Since Chris was just starting to play guitar in the CRB, he wasn't really adept yet at weaving between guitars. He got better at it. So Neal looked at me and was like, Well, now we have to do the same thing I'm used to doing with guitars, but with keyboard and guitar. We ended up writing this whole language that we used to play together. CATS was pretty easy because by the time we went to record, we were already so good at just musically tossing the ball back and forth to each other. We could do that for hours.
CATS already had a voice because Neal and I had been working on that voice with the CRB—two sets a night, five nights a week—so we had a complete language. That's what made CATS.
HL: After Neal's tragic passing, was it hard to start again with other guitarists, including John Lee Shannon?
AM: It was hard because of Neal's passing.

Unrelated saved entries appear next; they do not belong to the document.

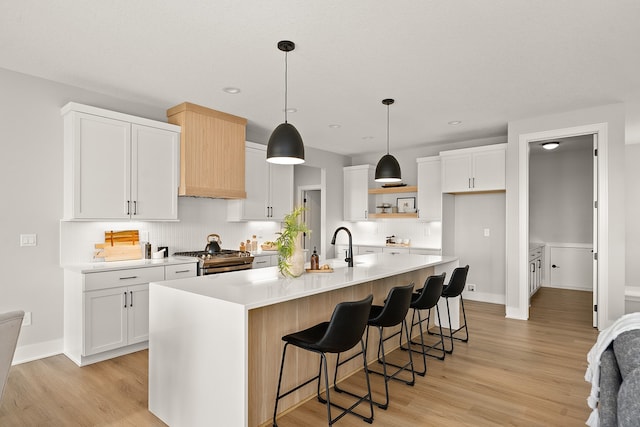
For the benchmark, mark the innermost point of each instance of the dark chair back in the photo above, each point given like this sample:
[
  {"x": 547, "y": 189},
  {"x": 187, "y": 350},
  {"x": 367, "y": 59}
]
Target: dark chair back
[
  {"x": 346, "y": 327},
  {"x": 395, "y": 307},
  {"x": 430, "y": 294},
  {"x": 456, "y": 283}
]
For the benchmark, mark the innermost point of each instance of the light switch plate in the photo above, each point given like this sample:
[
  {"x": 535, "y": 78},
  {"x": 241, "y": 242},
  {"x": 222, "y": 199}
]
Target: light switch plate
[{"x": 28, "y": 240}]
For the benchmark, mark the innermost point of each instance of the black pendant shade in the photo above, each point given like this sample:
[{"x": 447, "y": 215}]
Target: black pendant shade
[
  {"x": 285, "y": 144},
  {"x": 388, "y": 168}
]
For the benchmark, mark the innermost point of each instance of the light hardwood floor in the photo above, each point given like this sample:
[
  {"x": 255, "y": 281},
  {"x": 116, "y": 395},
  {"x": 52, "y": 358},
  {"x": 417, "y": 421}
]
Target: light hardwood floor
[{"x": 510, "y": 373}]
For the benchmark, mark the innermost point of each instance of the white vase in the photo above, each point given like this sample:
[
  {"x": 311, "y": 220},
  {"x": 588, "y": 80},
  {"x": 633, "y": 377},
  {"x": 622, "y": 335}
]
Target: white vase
[{"x": 296, "y": 261}]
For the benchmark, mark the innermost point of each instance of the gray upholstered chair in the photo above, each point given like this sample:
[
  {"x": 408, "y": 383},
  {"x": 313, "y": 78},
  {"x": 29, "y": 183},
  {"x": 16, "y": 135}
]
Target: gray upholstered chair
[{"x": 9, "y": 330}]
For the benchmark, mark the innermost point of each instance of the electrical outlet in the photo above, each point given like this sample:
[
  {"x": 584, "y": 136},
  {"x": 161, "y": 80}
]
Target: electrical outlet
[{"x": 26, "y": 320}]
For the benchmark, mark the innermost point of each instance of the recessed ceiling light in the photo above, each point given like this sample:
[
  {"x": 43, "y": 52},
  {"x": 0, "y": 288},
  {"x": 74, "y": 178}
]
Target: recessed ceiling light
[
  {"x": 231, "y": 90},
  {"x": 550, "y": 145}
]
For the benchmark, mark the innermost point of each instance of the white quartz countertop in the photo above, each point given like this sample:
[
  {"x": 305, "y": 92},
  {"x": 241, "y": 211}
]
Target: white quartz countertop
[
  {"x": 262, "y": 287},
  {"x": 95, "y": 267}
]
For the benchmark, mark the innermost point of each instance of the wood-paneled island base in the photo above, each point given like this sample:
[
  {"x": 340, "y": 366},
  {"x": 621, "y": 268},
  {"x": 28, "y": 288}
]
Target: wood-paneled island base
[{"x": 215, "y": 341}]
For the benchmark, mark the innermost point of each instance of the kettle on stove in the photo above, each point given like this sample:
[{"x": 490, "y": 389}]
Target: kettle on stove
[{"x": 213, "y": 244}]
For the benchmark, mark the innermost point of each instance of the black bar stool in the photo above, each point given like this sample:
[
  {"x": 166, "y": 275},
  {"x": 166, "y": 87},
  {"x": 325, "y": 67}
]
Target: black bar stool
[
  {"x": 341, "y": 333},
  {"x": 454, "y": 289},
  {"x": 393, "y": 313},
  {"x": 425, "y": 299}
]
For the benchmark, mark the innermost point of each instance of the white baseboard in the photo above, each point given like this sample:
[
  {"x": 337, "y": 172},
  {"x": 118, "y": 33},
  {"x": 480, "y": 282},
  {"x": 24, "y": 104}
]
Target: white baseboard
[
  {"x": 484, "y": 297},
  {"x": 28, "y": 353}
]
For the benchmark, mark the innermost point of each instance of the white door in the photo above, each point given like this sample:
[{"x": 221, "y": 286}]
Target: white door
[
  {"x": 595, "y": 231},
  {"x": 105, "y": 320},
  {"x": 571, "y": 267},
  {"x": 138, "y": 313},
  {"x": 154, "y": 177},
  {"x": 102, "y": 167}
]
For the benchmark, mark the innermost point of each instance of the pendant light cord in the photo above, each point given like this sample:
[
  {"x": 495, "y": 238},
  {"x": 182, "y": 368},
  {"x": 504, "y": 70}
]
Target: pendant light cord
[
  {"x": 286, "y": 69},
  {"x": 387, "y": 129}
]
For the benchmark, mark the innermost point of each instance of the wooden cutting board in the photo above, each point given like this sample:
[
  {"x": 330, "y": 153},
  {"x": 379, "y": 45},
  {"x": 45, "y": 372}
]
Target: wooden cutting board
[{"x": 119, "y": 246}]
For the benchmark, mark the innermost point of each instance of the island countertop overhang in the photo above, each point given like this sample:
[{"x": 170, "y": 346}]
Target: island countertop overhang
[{"x": 262, "y": 287}]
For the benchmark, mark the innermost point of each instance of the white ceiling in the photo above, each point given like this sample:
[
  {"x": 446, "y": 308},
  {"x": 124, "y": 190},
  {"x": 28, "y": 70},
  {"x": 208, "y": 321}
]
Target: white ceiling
[{"x": 482, "y": 62}]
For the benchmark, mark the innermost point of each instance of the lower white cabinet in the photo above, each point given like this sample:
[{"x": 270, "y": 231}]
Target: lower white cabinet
[{"x": 106, "y": 313}]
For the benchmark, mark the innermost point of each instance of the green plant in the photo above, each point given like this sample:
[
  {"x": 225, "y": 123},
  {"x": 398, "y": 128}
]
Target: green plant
[{"x": 286, "y": 242}]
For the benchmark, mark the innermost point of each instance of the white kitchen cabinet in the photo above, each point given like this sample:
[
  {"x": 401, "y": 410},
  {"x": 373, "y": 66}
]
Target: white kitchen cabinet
[
  {"x": 473, "y": 169},
  {"x": 358, "y": 203},
  {"x": 106, "y": 313},
  {"x": 429, "y": 189},
  {"x": 269, "y": 189},
  {"x": 119, "y": 166}
]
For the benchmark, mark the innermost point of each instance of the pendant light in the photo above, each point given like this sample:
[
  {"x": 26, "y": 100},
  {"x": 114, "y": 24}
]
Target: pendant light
[
  {"x": 285, "y": 144},
  {"x": 388, "y": 168}
]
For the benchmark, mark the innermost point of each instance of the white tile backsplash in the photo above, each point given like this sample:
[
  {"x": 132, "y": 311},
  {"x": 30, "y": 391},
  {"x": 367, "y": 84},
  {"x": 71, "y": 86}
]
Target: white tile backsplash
[{"x": 199, "y": 217}]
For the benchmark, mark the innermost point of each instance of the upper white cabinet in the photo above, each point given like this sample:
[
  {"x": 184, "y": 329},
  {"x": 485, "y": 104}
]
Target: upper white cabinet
[
  {"x": 429, "y": 189},
  {"x": 358, "y": 203},
  {"x": 473, "y": 169},
  {"x": 269, "y": 189},
  {"x": 119, "y": 166}
]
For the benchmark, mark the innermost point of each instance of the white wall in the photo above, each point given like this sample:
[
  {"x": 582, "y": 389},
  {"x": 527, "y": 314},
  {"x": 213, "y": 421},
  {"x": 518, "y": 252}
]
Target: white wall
[
  {"x": 632, "y": 178},
  {"x": 32, "y": 169},
  {"x": 613, "y": 116}
]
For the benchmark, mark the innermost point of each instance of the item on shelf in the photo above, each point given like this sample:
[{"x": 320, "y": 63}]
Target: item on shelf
[{"x": 315, "y": 260}]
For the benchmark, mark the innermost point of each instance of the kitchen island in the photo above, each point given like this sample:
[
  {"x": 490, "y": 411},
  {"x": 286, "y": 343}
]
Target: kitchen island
[{"x": 215, "y": 341}]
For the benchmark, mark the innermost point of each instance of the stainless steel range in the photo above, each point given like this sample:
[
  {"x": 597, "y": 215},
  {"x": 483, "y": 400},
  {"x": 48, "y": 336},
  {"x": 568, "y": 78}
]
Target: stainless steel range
[
  {"x": 216, "y": 260},
  {"x": 220, "y": 262}
]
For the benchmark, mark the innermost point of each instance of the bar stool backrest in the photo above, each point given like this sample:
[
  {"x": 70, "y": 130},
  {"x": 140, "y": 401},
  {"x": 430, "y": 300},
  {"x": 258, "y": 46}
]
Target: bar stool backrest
[
  {"x": 346, "y": 327},
  {"x": 456, "y": 283},
  {"x": 395, "y": 307},
  {"x": 431, "y": 292}
]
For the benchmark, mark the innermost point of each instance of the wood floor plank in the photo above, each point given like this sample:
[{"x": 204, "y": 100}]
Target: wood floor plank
[{"x": 511, "y": 372}]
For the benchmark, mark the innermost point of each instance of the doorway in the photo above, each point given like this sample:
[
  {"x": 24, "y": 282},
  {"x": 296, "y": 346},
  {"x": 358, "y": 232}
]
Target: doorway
[
  {"x": 561, "y": 216},
  {"x": 312, "y": 202},
  {"x": 600, "y": 214}
]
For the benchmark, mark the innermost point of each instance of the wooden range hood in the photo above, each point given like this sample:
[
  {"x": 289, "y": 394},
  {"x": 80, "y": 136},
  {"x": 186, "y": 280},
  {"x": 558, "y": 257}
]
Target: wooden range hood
[{"x": 211, "y": 152}]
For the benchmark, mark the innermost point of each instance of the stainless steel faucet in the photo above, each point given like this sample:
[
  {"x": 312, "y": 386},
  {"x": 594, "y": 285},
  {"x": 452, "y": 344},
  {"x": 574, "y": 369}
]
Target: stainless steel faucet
[{"x": 349, "y": 258}]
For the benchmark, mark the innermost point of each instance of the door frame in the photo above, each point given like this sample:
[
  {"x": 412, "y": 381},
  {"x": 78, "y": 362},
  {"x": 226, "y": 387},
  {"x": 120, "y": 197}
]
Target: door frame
[
  {"x": 601, "y": 132},
  {"x": 323, "y": 210}
]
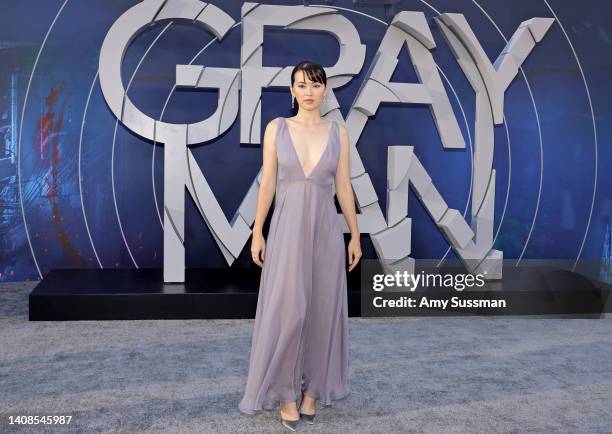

But it's never hard to play with great players.
We had a memorial show at the Capitol Theater in September, which was a month after he had passed, and we played some songs with Eric Krasno. It was cool, so we ended up doing a little more with him. Then we did some shows with Scott Metzger. Both guys are really great players, and know what they're doing. They have their own vocabulary already. So all we had to do was adapt to somebody who's really great.
It was interesting to take a rhythm section and a keyboard player that had been playing for a while, and see how another great guitar player drops into the band and makes the other three people change. It's pretty amazing how different a band we were from Neal to Krasno to Metzger to Shannon. It's a terrible reason to do that, but the study itself was interesting.
"CATS already had a voice because Neal and I had been working on that voice with the CRB—two sets a night, five nights a week—so we had a complete language. That's what made CATS."
HL: Right, absolutely. That leads right into my next question. Over the years, you have incorporated everything from the Dead to funk and disco and even spacey ambient music into your sound, and the latest record has a strong prog Pink Floyd/Hawkwind vibe going on. What led you down that particular musical path?
AM: I don't think it was that much of a conscious decision. There's always a bit of Floyd in the music because I'm so obsessed with Richard Wright's synth and organ playing, even though we don't use much organ anymore. Third Sunrise Over Gliese 667 was definitely me being like, How close to the prize can I get without being burned by the Pink Floyd sun?
That was an experiment and I didn't know if the band was going to even want to do the song because it's not a four-on-the-floor banger. It's a completely different vibe. But they were cool with it. We definitely needed material, because we didn't have a lot, so we gave it a shot.
This record probably came out exactly the opposite of what we had discussed. I think the initial goal was to try and do something that was way more free and less screwed down into song structure. To be more open like the first record. That first record has no overdubs, no anything. Like I said, we didn't even listen to it. It was just us in a room and that’s it. We were thinking it might be fun to get back to that.
There's boogie in all of the music that you're talking about. Even Floyd boogies. They have their own weird boogie, but all prog music like that boogies. With all this music we love, I think it's important to remember that through the 60s, 70s and on into the 80s, there was this need to have a little bit of some sauce. Even if it was a ballad, even if it was a waltz, there's just a little stank on it. I think that's why we can be Floyd-y and Funkadelic-y and sort of Dead-like. There’s a bit of funk in everything.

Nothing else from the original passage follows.